HTVM: Efficient Neural Network Deployment On Heterogeneous TinyML Platforms
Josse Van Delm, Maarten Vandersteegen, Alessio Burrello, Giuseppe Maria Sarda, Francesco Conti, Daniele Jahier Pagliari, Luca Benini, Marian Verhelst
TL;DR
HTVM tackles deploying DNNs on heterogeneous TinyML SoCs with limited memory by fusing TVM's flexible codegen with DORY's memory-aware tiling in an accelerator-aware, ahead-of-time flow. It uses accelerator-aware pattern matching to dispatch work to digital and analog accelerators on DIANA and relies on a BYOC backend to generate optimized accelerator code while managing data movement. The approach yields large end-to-end speedups, substantial binary-size reductions, and near-peak accelerator performance, demonstrated through MLPerf Tiny benchmarks on a real heterogeneous platform. This work provides an open-source, scalable path for deploying diverse neural networks on mixed-architecture edge devices without online autotuning.
Abstract
Optimal deployment of deep neural networks (DNNs) on state-of-the-art Systems-on-Chips (SoCs) is crucial for tiny machine learning (TinyML) at the edge.
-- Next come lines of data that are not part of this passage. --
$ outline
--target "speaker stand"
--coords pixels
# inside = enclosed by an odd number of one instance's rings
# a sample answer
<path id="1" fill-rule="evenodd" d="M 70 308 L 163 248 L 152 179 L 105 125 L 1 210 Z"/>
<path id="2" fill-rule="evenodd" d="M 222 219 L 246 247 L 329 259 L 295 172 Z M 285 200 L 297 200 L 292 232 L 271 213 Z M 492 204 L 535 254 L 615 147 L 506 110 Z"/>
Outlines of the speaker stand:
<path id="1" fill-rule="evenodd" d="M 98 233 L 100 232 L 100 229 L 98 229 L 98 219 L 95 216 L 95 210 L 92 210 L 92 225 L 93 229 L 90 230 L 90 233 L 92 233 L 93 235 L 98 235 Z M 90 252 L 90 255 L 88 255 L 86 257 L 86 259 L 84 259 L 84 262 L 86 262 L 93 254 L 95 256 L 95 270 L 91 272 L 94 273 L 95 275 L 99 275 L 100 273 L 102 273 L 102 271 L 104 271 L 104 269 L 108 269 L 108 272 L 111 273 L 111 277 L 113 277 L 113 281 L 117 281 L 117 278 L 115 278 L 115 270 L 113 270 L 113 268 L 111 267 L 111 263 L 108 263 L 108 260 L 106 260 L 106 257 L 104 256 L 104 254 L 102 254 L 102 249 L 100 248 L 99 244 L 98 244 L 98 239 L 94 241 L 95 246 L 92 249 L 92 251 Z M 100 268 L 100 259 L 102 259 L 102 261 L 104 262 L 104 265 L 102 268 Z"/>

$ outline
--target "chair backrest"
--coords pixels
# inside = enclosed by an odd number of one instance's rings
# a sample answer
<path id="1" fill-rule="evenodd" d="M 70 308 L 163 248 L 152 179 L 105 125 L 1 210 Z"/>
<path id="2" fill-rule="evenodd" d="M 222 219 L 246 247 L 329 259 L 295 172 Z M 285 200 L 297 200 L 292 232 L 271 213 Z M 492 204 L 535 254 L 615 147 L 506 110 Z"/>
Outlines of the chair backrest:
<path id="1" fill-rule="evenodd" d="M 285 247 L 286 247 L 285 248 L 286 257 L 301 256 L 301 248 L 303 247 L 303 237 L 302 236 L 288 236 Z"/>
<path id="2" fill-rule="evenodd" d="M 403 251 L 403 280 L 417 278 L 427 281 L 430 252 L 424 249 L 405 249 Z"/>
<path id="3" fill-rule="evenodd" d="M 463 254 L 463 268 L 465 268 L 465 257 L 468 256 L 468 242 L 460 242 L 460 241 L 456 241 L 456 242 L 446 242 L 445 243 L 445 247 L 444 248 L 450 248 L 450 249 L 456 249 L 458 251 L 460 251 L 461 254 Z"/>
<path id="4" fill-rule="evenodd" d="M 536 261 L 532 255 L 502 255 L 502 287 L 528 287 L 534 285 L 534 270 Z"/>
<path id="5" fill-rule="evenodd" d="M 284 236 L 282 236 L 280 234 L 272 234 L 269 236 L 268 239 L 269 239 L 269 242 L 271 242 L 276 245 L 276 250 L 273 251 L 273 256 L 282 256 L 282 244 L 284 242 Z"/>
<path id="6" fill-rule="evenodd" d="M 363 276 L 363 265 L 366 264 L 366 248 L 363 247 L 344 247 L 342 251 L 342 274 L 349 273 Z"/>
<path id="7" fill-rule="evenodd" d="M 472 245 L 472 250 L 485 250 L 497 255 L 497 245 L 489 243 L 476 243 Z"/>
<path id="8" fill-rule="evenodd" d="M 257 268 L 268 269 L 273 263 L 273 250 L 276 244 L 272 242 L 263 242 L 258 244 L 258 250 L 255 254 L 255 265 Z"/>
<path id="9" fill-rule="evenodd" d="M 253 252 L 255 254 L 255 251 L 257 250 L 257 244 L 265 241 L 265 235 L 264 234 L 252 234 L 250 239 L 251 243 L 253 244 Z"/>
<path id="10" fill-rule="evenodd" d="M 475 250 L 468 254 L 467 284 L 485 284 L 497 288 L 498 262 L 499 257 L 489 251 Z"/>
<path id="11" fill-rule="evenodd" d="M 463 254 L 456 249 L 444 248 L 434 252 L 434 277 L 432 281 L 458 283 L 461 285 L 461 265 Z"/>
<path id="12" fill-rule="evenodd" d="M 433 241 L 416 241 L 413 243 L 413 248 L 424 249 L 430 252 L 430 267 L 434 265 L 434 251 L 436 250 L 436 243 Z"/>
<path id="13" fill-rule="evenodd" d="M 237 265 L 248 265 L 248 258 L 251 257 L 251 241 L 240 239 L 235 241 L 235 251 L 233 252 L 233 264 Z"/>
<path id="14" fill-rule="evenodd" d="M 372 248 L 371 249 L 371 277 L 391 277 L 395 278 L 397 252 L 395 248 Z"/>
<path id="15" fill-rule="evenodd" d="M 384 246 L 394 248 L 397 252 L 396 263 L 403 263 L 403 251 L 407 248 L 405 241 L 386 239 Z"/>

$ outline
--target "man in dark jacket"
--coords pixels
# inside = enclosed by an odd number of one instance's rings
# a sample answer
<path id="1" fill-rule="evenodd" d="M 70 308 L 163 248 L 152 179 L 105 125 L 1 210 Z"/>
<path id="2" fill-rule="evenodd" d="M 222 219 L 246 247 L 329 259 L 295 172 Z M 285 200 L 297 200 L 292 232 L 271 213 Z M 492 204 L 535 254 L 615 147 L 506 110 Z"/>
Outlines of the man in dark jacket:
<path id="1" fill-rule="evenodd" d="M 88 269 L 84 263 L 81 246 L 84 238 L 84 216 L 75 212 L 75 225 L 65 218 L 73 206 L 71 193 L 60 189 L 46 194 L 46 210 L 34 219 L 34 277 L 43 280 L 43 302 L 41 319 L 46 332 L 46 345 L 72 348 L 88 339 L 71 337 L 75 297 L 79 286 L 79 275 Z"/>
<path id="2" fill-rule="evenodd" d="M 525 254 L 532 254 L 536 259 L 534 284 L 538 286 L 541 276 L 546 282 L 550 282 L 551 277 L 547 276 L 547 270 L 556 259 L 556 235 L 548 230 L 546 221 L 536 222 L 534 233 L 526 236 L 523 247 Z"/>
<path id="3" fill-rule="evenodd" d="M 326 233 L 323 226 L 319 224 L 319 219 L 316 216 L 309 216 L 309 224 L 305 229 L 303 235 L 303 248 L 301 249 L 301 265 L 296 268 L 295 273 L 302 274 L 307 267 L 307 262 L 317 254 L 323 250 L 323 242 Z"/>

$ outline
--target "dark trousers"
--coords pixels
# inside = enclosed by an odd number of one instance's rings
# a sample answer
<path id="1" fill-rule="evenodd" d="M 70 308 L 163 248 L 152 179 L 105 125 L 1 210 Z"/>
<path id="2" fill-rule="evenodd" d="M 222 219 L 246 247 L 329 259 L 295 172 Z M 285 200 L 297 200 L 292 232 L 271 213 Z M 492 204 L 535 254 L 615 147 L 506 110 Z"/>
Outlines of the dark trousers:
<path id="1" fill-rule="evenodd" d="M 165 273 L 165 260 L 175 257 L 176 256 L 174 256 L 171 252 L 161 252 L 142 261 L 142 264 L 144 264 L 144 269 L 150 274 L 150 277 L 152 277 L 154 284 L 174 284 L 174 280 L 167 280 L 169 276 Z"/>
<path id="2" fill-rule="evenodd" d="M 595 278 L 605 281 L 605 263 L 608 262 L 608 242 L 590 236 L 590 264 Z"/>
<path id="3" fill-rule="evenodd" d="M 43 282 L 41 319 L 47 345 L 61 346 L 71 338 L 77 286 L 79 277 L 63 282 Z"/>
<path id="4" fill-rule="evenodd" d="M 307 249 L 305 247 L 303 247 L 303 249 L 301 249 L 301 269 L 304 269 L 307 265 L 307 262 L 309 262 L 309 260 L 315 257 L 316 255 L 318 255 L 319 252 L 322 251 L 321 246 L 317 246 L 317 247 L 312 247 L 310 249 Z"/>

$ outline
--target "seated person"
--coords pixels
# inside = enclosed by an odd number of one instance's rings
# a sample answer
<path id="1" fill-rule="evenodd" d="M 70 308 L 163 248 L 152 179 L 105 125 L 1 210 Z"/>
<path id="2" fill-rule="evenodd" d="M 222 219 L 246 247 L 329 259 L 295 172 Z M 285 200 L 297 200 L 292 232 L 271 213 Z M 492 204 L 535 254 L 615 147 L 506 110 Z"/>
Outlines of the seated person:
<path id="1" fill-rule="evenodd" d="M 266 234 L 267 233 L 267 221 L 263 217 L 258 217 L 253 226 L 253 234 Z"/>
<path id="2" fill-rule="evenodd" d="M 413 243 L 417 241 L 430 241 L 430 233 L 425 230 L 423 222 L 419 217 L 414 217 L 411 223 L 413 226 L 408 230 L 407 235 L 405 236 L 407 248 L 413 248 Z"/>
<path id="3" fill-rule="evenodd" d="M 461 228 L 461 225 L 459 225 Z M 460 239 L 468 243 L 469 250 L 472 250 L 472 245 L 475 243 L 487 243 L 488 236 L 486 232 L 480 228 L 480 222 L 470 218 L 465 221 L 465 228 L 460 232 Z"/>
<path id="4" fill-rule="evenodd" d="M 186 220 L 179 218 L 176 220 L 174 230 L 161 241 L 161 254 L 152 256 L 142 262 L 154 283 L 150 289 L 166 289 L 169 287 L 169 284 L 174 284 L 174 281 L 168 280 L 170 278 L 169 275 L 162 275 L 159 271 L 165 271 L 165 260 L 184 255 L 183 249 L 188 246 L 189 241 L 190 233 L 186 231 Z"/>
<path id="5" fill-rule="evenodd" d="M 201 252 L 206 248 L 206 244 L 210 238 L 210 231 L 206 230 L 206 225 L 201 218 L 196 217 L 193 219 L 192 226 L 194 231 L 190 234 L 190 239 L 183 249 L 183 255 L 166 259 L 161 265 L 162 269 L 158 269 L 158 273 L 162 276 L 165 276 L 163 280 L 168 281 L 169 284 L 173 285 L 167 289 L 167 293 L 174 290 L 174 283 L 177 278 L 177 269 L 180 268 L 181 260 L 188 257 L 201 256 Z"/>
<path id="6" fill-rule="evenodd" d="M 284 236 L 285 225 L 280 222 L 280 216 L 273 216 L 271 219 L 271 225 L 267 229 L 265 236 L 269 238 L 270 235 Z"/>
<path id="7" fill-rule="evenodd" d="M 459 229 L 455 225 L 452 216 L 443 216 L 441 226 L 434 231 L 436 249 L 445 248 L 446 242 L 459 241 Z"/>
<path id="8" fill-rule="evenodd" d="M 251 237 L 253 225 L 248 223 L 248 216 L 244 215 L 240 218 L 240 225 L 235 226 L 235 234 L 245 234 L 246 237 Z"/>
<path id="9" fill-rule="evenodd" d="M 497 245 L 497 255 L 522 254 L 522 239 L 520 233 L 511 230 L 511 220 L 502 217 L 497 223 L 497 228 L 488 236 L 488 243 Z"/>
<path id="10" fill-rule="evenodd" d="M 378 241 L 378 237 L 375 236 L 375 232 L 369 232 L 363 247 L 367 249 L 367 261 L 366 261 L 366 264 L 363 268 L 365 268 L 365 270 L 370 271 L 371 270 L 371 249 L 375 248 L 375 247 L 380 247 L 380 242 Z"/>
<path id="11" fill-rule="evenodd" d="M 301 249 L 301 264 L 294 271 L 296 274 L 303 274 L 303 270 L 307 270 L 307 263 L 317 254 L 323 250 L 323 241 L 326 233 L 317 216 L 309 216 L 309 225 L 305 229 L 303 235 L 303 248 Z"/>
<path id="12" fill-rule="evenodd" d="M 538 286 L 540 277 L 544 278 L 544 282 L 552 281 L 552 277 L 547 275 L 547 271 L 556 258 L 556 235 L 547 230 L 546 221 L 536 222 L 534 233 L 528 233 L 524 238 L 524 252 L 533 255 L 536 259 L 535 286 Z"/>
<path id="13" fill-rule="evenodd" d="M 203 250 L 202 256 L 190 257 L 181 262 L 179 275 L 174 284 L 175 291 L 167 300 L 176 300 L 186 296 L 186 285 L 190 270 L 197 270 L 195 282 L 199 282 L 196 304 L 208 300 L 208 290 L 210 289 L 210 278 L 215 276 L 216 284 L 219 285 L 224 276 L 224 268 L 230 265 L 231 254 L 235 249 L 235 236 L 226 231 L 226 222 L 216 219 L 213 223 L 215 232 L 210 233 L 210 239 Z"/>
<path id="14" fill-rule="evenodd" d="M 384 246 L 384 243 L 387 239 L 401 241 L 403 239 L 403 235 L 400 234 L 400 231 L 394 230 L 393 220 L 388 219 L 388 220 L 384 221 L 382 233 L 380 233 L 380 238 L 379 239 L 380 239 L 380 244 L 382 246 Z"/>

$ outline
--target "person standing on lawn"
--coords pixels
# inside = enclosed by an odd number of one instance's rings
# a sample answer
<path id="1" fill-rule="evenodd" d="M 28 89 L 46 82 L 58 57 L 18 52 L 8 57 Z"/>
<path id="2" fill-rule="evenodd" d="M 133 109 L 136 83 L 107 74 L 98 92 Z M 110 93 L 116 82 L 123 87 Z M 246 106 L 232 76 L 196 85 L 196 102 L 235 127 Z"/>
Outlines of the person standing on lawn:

The complexity of these SoCs makes deployment non-trivial, as they typically contain multiple heterogeneous compute cores with limited, programmer-managed memory to optimize latency and energy efficiency. We propose HTVM - a compiler that merges TVM with DORY to maximize the utilization of heterogeneous accelerators and minimize data movements. HTVM allows deploying the MLPerf(TM) Tiny suite on DIANA, an SoC with a RISC-V CPU, and digital and analog compute-in-memory AI accelerators, at 120x improved performance over plain TVM deployment.